2025-05-29 京都大学
<関連情報>
- https://www.kyoto-u.ac.jp/ja/research-news/2025-05-29-3
- https://www.kyoto-u.ac.jp/sites/default/files/2025-05/web_2505_Arai-53113fb0fc17739ff3d413ed60150213.pdf
- https://onlinelibrary.wiley.com/doi/10.1002/jha2.70061
急性白血病に対する全身照射に基づく強化骨髄移植レジメンの有効性-国際共同研究 Efficacy of Total-Body Irradiation-based Intensified Myeloablative Regimens for Acute Leukemia—An International Collaborative Study
Yasuyuki Arai, Ruta Brazauskas, Naya He, A. Samer Al-Homsi, Saurabh Chhabra, Minoo Battiwalla, Masamitsu Yanada, Amir Steinberg, Miguel Angel Diaz Perez, Sanghee Hong …

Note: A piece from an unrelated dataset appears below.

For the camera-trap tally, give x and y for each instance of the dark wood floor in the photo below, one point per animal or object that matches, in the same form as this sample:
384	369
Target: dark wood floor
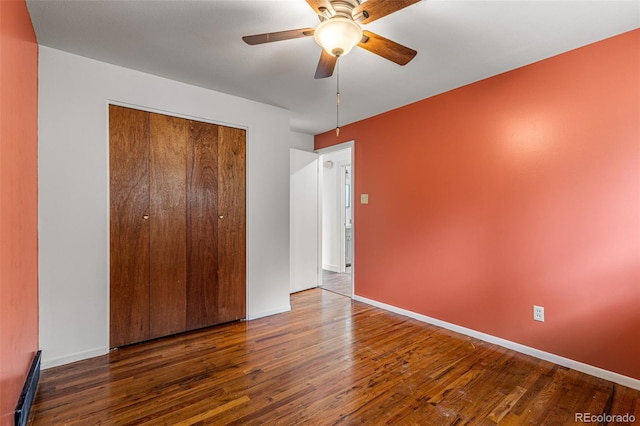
330	360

eJHaem Published: 28 May 2025
DOI:https://doi.org/10.1002/jha2.70061
ABSTRACT
Background
In this study, we compared outcomes of intensified myeloablative conditioning regimens using large registry data from Japan (Japanese Society for Transplantation and Cellular Therapy) and the United States (Center for International Blood and Marrow Transplant Research).
Methods
Adult patients who underwent their first myeloablative allogeneic hematopoietic stem cell transplantation (HSCT) for acute leukemia in remission between 2010 and 2018 using conditioning regimens of cyclophosphamide plus total-body irradiation (CY/TBI), CY/TBI+cytarabine (AraC), or CY/TBI+etoposide (VP16) were included.
Results
The acute myeloid leukemia (AML) cohort (N = 480, 38.8%) indicated that overall survival (OS) was poorer in CY/TBI+AraC (hazard ratio [HR] 1.46, p < 0.001) and CY/TBI+VP16 (HR 1.39, p = 0.059) compared to CY/TBI. Relapse was not suppressed, while treatment-related mortality (TRM) was significantly higher (HR 1.78 and 1.74, p < 0.001 and 0.018, respectively). In the acute lymphoblastic leukemia (ALL) cohort (N = 3901, 61.2%), OS was comparable among these regimens. With intensified regimens, relapse was significantly suppressed in CY/TBI+VP16 (HR 0.74, p = 0.005), while TRM was higher (HR 1.21, p = 0.077). No interactions were observed regarding the country.
Conclusion
In AML adding AraC and VP16 to CY/TBI had an adverse effect on OS. Conversely, in ALL, adding VP16 or AraC to CY/TBI did not affect survival, but the addition of VP16 reduced the risk of relapse.
Clinical Trial Registration
The authors have confirmed clinical trial registration is not needed for this submission.